Children sometimes feel like minutes last for hours, while adults feel like hours last for minutes. We live in the continuum of time, a unit that can be more of less intuitive to understand and measure. In this post we discuss a few notions. What is time?
Time flies
We often hear from our grandparents first, then our parents, then ourselves saying that time accelerates as we go through life. We say that time flies. When we’re a kid a minute can look like an hour, and once we’re adults an hour can feel like a minute. We have more to do than there appears to be time available. This impression of being in catch-up mode grows with the constant interruptions of modernity. Yet, time remains very constant. Atomic clocks measure the passing of time, and other than small deviations due to laws of physics and the movement of stars, planets and galaxies that we cannot detect at our human scale, time does not accelerate. We only have the perception, a notion of time that accelerates.
A fourth dimension
We can also easily represent in our mind and on a piece of paper the 3 dimensions of space: height, width, length. Adding a 4th dimension can be non-trivial. We can look at snapshots in movement, a series of change. That’s how some observers define time: a series of changes. Mathematicians can also use equations with 4 dimensions. But the time dimension can remain a bit abstract when it comes to representing it.
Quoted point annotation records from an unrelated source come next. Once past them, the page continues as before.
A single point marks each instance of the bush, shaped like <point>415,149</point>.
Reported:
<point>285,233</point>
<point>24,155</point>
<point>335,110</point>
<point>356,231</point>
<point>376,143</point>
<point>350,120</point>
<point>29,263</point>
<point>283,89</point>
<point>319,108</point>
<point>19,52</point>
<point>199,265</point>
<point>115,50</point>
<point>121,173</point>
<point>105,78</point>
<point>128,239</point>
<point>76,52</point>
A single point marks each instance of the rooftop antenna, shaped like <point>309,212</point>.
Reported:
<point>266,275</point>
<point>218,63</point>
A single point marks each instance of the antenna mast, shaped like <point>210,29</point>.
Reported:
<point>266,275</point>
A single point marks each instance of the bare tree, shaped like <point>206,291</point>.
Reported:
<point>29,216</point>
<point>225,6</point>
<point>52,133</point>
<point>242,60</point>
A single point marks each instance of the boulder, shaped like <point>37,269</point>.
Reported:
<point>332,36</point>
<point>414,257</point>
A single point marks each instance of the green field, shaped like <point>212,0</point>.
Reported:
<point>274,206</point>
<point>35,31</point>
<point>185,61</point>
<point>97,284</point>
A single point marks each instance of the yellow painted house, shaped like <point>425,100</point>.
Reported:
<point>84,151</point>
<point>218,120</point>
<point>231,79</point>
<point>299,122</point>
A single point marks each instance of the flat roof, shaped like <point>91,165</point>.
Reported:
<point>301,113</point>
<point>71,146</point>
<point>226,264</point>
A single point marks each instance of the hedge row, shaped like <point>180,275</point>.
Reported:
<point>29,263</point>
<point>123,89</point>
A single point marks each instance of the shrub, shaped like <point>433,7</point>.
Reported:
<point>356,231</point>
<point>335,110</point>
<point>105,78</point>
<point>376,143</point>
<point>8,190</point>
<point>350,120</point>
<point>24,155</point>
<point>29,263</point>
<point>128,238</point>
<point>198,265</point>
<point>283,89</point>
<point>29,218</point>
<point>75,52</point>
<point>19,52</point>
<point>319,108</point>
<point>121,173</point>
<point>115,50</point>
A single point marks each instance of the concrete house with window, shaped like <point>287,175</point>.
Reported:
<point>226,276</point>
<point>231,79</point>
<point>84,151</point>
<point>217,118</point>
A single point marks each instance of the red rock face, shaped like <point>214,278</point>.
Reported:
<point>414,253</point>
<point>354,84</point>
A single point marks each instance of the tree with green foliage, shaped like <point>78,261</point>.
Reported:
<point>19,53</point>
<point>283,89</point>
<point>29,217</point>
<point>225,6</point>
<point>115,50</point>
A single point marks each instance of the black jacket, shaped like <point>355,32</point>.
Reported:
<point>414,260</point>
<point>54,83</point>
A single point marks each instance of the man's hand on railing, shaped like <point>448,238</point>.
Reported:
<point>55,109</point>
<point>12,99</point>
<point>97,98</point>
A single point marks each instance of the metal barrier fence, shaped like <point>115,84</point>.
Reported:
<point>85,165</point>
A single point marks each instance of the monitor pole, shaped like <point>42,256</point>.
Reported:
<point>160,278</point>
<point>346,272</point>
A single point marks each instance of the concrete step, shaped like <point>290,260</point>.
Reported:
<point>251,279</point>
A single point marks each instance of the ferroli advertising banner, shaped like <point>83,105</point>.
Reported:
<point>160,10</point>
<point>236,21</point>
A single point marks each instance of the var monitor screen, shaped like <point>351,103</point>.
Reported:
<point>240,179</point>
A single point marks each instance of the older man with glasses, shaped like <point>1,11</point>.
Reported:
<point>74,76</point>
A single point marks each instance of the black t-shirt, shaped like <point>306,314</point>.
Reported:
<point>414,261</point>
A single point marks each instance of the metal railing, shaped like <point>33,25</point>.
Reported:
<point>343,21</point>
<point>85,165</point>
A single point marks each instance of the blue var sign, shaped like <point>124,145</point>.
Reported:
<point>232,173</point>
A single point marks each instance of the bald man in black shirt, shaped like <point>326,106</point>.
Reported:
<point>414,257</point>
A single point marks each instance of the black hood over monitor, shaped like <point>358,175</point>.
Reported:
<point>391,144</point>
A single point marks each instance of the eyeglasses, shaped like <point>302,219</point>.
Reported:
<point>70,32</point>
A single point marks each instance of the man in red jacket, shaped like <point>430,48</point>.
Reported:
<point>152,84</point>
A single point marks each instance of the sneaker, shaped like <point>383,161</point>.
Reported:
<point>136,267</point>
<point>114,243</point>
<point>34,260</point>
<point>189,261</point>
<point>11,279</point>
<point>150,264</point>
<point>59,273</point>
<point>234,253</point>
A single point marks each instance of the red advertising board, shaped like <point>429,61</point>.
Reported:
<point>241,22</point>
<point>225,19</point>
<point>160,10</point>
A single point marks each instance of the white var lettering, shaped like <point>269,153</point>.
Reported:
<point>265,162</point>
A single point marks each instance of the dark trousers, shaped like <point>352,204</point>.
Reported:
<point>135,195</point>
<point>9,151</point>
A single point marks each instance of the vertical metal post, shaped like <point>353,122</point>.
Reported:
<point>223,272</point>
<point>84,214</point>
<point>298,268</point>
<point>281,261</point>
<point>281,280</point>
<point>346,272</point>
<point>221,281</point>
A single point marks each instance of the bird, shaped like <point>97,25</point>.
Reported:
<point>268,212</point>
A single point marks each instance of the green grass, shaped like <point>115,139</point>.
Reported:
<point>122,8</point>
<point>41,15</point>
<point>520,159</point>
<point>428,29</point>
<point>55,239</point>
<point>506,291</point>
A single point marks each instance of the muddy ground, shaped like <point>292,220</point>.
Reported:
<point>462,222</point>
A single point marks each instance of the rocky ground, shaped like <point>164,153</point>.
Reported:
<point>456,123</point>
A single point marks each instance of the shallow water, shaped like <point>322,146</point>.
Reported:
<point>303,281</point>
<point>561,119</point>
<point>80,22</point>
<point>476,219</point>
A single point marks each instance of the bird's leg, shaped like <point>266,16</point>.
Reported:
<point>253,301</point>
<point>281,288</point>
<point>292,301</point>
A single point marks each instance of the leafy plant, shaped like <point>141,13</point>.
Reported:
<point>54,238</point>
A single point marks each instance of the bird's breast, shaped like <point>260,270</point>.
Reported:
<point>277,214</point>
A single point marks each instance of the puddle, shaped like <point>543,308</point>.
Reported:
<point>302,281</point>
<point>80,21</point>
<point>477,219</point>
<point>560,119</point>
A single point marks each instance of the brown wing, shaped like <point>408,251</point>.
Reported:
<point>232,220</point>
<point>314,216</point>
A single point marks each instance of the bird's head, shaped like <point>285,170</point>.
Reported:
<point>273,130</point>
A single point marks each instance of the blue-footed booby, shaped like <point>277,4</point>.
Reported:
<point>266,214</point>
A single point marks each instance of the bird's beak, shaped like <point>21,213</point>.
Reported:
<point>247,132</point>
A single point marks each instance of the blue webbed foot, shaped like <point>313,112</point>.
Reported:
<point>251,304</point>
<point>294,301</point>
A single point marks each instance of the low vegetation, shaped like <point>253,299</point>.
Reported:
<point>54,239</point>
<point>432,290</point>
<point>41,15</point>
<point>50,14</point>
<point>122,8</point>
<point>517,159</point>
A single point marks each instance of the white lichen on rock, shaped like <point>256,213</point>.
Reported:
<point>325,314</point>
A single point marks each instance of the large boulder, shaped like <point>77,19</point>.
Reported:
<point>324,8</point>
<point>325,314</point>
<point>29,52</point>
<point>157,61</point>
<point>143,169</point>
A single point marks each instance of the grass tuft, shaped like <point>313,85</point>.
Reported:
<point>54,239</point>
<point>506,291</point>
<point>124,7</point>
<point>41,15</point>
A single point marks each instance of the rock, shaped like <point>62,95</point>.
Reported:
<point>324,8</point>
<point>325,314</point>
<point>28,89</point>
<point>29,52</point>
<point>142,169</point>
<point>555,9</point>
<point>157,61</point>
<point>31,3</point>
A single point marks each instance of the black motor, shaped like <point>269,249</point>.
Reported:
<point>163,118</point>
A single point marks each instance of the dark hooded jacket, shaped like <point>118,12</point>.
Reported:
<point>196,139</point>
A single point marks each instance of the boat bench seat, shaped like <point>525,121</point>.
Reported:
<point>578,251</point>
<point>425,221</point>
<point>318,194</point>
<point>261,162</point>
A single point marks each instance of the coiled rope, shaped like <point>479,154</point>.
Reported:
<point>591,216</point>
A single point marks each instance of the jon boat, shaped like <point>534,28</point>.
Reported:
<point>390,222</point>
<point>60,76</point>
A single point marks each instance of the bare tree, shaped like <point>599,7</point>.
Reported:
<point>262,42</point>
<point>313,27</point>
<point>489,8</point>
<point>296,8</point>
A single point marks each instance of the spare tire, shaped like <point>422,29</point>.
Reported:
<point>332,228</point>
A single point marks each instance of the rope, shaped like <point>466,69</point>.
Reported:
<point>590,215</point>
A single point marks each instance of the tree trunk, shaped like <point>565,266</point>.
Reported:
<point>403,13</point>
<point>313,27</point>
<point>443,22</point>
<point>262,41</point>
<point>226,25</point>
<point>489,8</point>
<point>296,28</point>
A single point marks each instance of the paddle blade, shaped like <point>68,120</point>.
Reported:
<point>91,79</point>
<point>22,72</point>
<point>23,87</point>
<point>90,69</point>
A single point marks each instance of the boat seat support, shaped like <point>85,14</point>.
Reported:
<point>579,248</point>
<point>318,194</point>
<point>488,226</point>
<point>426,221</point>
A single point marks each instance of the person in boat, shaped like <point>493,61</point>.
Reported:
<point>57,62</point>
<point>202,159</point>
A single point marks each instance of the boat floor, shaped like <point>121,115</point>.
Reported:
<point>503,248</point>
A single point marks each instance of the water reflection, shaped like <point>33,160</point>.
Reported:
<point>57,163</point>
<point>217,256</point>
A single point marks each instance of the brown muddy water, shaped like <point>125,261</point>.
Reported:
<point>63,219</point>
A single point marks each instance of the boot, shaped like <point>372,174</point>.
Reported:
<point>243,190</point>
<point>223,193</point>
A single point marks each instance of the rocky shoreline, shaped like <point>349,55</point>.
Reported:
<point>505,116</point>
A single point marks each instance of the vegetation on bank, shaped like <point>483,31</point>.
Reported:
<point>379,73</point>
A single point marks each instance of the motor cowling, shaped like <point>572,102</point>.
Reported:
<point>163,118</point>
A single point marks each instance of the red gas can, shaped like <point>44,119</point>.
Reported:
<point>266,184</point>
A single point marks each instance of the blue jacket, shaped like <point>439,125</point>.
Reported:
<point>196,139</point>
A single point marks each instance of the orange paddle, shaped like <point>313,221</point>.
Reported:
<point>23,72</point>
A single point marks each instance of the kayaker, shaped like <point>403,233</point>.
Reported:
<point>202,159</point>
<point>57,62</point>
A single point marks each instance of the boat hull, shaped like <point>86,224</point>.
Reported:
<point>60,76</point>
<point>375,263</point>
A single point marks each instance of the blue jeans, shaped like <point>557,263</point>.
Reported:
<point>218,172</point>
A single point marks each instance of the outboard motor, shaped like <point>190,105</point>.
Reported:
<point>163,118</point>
Memories as the recollection of time
Time is stored in our brains through successive memories. Our memory is the witness of our awareness, the recording of perception. At the individual level much of life expresses itself in the form of awareness: the colors we see, mobile and immobile objects, and the stimuli that come from these experiences. But do our senses represent the passing of time? A group of MIT scientists recently conducted a study in which they implanted a false memory in the hippocampus of mice. We can alter the perception of time artificially. Likewise, other factors like aging and other difficulties in the recollection of memories can change our notion of time.
Tiny moments
There are cases where the lifespan of certain events is so short our senses cannot even detect them. Consider the Higgs boson particle, with a lifespan of 1.56×10−22 s. It’s the fraction of a fraction of a second, that only the most precise tools available today are still learning to measure. The point is, can we imagine, can we realize what 1.56×10−22 s means? It is so short.
Long moments
Consider the opposite. It’s estimated that the universe has an age of 13.8 billion years. And yet the big bang is only as far as we can see. It could be the origin of the universe, or there could well be something prior to that event. Astrophysicists call it a horizon: it’s as far as science can see. There is no data prior to that, which does not exclude that something could have preceded it. Just like it’s hard to imagine the length in time for the Higgs boson, can we imagine what 13 billions years mean given the time frames from human civilization? All written records only go back to a few thousand years. As much as civilization can appear as an immense amount of time, it is a drop in the ocean of time in the universe.
Traveling
Experiencing time travel is possible. Go to a museum where you can observe fossils. You will take a trip to millions of years back in time. Paleontologists and biologists are retracing the story of our planet and how life evolved. Looking through a telescope allows you to go back in time also, as light takes time to reach us, and many of the far-way star systems and galaxies we can see today are a representation of how they were millions of years ago.
Meditating
Back to the notion of time, and whether time flies: turn off notifications from electronics for a moment. Find some place calm to breathe slowly and meditate. Find thankfulness for the present moment. This is the gift life made to us. The gift of awareness and the gift of time.